The firm applied for liability insurance in April of 2010 and disclosed one of the claims arising from the Ponzi scheme. The firm did not disclose on the application facts that would indicate that other claims could potentially be made. The key element here is the firm's answer to question 10 of the application, which asks: Is the Applicant (after diligent inquiry of each principal, partner, managing member, director or officer) aware of any fact, circumstance, incident, situation, or accident (including without limitation: any shareholder action or derivative suit; or any civil, criminal, or regulatory action, or any complaint, investigation or proceeding related thereto) that may result in a claim being made against: (a) the Applicant; (b) its predecessors in business; (c) any subsidiary or affiliate of the Applicant; (d) any other entity proposed for coverage; or (e) any past or present principal, partner, managing member, director, officer, employee, leased employee or independent contractor of the Applicant, its predecessors in business, any subsidiary or affiliate of the Applicant or any other entity proposed for coverage?” This was answered no. One claim had already been filed against the company, and the bankruptcy examiner's letter indicated that more than one investor had been defrauded. Further, the application carried the following statement: “NOTE: It is agreed that any claim or lawsuit against the Applicant, or any principal, partner, managing member, director, officer or employee of the Applicant, or any other proposed insured, arising from any fact, circumstance, act, error or omission disclosed or required to be disclosed in response to Questions 9, 10 and/or 11, is hereby expressly excluded from coverage under the proposed insurance policy.” A policy was issued effective April 1, 2010 to April 1, 2011.

 

Over the course of the next year three more investors who had been defrauded filed claims against the insured. All three claims were submitted to the carrier. The carrier denied the claims and refused to defend the insured. The insured filed suit alleging bad faith, breach of contract and reformation of contract. The court found for the carrier.

 

Final Result

 

In its support of the carrier, the trial court found that the report of the bankruptcy examiner disclosed a number of investments related to the Ponzi scheme and that the new claims arose out of that scenario. The court agreed that the carrier did not owe the insured a duty to defend nor did it owe coverage for any claims. The claims arose from the Ponzi scheme which had been declared in question 9, and therefore the potential for further claims should have been declared in question 10.

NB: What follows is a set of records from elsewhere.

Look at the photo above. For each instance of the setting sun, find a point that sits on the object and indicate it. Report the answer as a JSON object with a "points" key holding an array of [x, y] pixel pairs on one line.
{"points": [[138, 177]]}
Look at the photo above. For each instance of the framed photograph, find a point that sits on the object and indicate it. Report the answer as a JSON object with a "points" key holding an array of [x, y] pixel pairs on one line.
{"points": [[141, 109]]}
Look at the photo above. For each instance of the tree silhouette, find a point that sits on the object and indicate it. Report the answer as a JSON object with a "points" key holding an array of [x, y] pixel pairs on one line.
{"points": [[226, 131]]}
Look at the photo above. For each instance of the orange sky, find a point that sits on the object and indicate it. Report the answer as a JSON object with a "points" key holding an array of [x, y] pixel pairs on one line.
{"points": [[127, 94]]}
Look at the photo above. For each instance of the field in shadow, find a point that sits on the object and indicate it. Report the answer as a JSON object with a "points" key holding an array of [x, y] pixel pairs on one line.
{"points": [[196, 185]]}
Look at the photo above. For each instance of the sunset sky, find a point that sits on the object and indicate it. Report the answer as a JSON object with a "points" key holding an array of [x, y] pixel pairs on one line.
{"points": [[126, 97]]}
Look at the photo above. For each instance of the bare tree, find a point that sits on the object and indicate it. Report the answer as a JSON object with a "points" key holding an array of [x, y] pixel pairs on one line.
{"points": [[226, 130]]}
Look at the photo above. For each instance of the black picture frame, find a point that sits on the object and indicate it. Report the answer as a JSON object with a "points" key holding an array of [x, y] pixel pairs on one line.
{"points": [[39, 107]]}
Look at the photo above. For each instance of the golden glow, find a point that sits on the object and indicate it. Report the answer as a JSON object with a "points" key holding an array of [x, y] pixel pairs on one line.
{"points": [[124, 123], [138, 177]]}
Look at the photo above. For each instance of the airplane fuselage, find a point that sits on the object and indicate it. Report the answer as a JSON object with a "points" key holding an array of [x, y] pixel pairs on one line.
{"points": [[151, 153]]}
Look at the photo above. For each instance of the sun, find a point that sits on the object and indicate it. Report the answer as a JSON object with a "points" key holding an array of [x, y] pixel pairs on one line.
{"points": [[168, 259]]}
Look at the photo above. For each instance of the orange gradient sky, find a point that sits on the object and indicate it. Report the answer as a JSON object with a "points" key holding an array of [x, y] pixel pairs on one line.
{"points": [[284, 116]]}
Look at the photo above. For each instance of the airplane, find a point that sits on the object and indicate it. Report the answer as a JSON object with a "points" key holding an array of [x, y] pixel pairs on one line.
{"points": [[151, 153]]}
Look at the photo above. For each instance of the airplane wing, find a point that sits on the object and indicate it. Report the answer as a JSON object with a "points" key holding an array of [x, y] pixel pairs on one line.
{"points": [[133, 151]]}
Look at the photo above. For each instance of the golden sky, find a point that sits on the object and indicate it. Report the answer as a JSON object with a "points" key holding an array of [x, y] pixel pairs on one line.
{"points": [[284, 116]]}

Something to consider here – was this an intentional fraud, or an oversight/misunderstanding on the insured's part? The Ponzi scheme was certainly an intent to deceive, but the answers to the questions on the application could have been an oversight/misunderstanding on the insured's part. Either way it still allows the carrier to deny coverage for a loss.

 

Practical tips/fraud indicators: Application fraud is difficult to spot because unless the carrier has knowledge of the insured's situation, the carrier must rely on information provided to it by the insured. This makes it easy for insureds to lie in attempts to get coverage when they know a claim may be filed later. Carriers must thoroughly use the underwriting period to their advantage, and check all records, inspect property, and do what they can to determine the veracity of an application.